Economic growth increases the standard of living of people within a country. It makes it easier for them to afford a wide range of things that make them happy. Growth also allows poor countries to catch up with rich ones.
The most important source of economic growth is the improvement in the productivity of labor. Newer and better tools, such as fishing nets or drills, allow workers to produce more output during the same period of time. Economic growth can also happen by increasing the size of the labor force or the supply of raw materials. However, adding more chickens to the coop does not increase the number of eggs that you get unless you adjust nutrition and other factors.

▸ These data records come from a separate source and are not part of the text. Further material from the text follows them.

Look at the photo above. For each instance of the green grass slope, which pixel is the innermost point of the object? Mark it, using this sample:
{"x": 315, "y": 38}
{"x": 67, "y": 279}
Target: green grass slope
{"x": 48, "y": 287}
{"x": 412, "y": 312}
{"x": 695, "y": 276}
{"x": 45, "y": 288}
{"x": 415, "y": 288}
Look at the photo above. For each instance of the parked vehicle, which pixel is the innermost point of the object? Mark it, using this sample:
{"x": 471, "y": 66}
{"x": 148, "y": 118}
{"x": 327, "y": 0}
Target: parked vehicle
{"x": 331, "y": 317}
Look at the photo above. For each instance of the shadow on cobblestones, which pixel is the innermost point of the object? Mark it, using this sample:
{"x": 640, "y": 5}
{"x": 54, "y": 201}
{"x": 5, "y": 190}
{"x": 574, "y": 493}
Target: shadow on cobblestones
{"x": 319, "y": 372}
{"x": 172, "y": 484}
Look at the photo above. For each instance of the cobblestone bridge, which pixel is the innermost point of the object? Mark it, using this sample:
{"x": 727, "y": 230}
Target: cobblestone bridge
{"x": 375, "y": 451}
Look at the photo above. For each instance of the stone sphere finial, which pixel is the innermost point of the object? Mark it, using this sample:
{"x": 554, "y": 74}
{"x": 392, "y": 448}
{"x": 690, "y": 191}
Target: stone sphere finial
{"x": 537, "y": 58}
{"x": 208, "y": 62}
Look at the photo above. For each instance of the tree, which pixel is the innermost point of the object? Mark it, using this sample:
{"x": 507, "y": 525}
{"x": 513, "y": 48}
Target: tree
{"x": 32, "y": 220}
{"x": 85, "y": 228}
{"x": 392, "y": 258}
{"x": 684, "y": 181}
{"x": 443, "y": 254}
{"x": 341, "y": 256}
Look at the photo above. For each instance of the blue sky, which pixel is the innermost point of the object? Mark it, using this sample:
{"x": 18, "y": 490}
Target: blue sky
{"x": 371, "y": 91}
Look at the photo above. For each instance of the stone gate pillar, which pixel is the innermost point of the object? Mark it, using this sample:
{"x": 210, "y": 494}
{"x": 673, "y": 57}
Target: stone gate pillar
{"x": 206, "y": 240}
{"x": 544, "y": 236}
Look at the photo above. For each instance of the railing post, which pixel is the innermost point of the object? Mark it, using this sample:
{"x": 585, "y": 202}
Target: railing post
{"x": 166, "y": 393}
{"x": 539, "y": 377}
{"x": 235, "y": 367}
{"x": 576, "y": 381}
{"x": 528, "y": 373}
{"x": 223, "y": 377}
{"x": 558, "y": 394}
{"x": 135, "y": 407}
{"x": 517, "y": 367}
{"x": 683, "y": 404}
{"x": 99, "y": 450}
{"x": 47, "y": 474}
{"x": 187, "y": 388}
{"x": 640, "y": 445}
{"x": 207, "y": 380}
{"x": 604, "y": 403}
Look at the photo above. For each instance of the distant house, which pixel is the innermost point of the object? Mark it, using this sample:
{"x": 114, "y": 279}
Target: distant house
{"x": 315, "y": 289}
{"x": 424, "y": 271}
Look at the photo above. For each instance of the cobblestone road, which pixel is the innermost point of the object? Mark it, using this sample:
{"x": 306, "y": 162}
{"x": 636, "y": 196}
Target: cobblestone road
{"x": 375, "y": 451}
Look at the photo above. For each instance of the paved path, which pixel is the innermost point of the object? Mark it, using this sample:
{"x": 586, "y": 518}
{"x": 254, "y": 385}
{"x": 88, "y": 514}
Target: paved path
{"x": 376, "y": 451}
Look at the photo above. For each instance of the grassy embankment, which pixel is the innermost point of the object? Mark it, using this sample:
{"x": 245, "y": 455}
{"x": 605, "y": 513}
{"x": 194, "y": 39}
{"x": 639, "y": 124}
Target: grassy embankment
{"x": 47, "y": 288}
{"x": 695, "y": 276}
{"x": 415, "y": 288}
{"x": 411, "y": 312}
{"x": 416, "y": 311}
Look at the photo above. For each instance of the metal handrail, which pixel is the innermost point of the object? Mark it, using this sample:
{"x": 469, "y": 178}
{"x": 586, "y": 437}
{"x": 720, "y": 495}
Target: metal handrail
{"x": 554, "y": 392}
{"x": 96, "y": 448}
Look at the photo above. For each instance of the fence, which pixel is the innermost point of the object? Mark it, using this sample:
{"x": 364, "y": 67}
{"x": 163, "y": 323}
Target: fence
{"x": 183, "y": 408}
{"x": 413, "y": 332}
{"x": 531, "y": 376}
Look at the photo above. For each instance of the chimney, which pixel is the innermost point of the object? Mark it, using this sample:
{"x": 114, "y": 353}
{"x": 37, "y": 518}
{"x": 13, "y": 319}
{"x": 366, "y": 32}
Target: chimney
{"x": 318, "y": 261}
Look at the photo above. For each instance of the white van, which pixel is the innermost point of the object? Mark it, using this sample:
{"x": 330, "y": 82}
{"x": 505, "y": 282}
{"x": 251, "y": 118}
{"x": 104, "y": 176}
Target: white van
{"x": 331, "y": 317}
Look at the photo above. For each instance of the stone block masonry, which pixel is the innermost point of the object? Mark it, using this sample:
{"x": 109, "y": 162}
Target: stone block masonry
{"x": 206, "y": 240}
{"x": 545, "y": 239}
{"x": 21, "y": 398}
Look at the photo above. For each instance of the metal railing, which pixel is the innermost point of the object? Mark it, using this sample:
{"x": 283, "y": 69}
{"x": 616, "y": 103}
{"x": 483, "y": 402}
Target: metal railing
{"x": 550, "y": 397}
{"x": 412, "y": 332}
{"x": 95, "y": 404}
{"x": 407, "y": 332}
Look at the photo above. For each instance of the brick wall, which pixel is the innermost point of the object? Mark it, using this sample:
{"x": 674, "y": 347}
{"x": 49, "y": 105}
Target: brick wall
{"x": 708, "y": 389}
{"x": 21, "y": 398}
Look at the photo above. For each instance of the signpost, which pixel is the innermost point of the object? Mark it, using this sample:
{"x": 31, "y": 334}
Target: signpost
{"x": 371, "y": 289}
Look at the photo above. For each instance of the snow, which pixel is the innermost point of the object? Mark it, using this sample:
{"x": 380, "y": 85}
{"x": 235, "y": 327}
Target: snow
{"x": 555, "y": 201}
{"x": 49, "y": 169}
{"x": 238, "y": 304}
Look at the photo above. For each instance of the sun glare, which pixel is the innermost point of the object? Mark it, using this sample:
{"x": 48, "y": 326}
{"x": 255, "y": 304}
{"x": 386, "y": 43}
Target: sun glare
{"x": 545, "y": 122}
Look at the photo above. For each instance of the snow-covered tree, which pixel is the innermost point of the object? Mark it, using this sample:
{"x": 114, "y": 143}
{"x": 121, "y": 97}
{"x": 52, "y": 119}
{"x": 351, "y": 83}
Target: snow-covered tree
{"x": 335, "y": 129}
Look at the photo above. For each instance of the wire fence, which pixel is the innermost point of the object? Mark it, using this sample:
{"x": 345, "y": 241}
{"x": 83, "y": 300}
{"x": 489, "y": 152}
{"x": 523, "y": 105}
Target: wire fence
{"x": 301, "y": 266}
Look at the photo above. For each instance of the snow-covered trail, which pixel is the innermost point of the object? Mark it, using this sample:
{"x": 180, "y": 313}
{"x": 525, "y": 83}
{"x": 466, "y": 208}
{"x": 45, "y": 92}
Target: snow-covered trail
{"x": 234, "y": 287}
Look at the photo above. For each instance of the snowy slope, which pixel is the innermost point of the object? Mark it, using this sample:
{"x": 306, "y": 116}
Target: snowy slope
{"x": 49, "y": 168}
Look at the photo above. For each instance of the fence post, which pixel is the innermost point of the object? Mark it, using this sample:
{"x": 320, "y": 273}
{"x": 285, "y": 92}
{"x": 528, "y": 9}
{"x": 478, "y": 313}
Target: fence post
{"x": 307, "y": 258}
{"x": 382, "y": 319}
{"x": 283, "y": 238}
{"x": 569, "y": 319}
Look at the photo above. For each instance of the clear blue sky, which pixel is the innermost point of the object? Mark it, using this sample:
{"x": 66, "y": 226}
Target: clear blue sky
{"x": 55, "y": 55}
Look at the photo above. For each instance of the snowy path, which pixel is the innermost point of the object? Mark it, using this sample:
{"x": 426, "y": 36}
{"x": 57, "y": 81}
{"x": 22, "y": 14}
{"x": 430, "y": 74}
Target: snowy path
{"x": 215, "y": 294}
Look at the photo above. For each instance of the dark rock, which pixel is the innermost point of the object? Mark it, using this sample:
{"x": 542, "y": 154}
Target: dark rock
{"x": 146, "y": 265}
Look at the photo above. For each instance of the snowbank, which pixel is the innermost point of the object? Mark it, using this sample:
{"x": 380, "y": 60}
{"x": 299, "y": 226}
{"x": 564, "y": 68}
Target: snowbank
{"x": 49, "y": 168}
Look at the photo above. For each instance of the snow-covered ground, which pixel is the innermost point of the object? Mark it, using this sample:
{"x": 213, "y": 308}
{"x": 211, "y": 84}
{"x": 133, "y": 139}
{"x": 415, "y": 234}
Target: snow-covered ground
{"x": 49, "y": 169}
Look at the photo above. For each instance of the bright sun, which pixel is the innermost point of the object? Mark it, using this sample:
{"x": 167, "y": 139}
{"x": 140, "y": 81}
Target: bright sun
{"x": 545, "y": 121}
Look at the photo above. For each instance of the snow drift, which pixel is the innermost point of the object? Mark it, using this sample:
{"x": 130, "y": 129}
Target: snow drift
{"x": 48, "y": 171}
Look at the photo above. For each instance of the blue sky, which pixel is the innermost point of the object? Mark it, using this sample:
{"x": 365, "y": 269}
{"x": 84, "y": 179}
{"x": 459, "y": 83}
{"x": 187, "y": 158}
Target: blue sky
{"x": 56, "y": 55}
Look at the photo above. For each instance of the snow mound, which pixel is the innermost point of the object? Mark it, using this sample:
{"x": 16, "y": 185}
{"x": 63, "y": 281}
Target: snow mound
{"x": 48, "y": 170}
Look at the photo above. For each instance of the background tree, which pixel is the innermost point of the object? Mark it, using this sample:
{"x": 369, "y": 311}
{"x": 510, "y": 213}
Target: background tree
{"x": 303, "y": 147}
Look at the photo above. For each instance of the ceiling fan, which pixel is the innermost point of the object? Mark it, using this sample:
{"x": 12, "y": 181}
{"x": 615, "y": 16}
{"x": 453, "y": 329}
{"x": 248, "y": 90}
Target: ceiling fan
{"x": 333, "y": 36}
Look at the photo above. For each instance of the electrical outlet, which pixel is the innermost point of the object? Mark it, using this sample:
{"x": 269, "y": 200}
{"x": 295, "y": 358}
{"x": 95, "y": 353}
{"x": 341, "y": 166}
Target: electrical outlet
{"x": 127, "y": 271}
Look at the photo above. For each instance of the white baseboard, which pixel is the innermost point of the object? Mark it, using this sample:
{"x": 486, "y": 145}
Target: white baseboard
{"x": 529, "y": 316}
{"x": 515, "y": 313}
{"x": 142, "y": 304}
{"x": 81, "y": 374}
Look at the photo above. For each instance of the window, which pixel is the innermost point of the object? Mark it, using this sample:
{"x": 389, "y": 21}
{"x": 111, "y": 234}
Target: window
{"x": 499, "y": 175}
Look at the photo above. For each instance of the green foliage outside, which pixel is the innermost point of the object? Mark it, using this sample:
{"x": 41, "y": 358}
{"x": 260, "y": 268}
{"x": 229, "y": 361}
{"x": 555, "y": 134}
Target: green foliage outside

A country’s economic growth is measured by its gross domestic product (GDP), which counts the market value of all goods and services produced in the country. The GDP figure is adjusted for inflation to give an accurate picture of economic activity. A person who goes to work in the paid labor force contributes to GDP; a person who stays at home to care for children or an aging relative does not. Health, safety, and environmental regulations may impose costs on businesses that slow measured GDP growth, but these costs must be compared with the benefits of better health, safer workplaces, and a cleaner environment that do not show up in the figures.
It is not clear whether economic growth is desirable or sustainable. For example, the higher living standards that come with growth can lead to an unhealthy diet, and increased congestion and pollution may reduce quality of life. Also, the use of non-renewable resources and carbon emissions exacerbate climate change, which will have costs for future generations.